Journey to heal herself
This medical professional has published her recent book wich deals with the lives of various Indian women.
It is often said that unleashing one’s creativity works like therapy.
Dr. Vaijayanthi Subramanian’s tryst with authoring books is no different. The medical professional who’s armed with an MD in Psychiatry from National Institute of Mental Health and Neurological Sciences, penned her book, Love Letters With Spelling Mistakes, in a bid to heal herself. The book essays the lives of Indian women— from different walks of life— facing destruction before they truly blossom. Yet their courage at every stage of development and their resilience to rise to those challenges in different roles.

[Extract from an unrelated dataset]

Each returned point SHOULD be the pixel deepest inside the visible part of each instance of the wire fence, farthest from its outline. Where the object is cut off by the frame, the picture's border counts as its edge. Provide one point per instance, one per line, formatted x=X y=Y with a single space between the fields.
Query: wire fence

“Personally, I witnessed and experienced a lot of trauma or destruction as a doctor, psychiatrist and a woman in a country where several centuries co-exist. These stories lived in me for months before I started to write, they stayed in my laptop for years before they saw a print, begins Vaijayanthi, who further adds, “The need to be constructive or creative was an urge to repair or heal myself at first, later I thought it may help or be cathartic for readers.”
Despite how the book narrates myriad tales of different genres and varied complexities, the author believes they are all connected through a common thread: ‘of vulnerability, sensitivity, clarity in the face of destruction.’ While all these stories are based on true events, they aren’t all necessarily a leaf out of Vaijayanthi’s life. “I’d like to believe that imagination was interwoven with reality in an intricate manner while penning this book. But, I relate to all the main characters. Madhu is my inner child, she is the most creative protagonist, who started to weave a web of imagination with her dolls in a disturbed home, I think I did that as an adult with live characters in my stories. I doubt the soul of art can be learned, it is usually raw, innate and already within you. Dhruva was a figment of imagination, he may be the best of what I observed in many men, most girls in the creative writing workshop fell for him, it amused me to no end. In fact, I did fancy him so much, that I actually searched for him in real people,” she quips.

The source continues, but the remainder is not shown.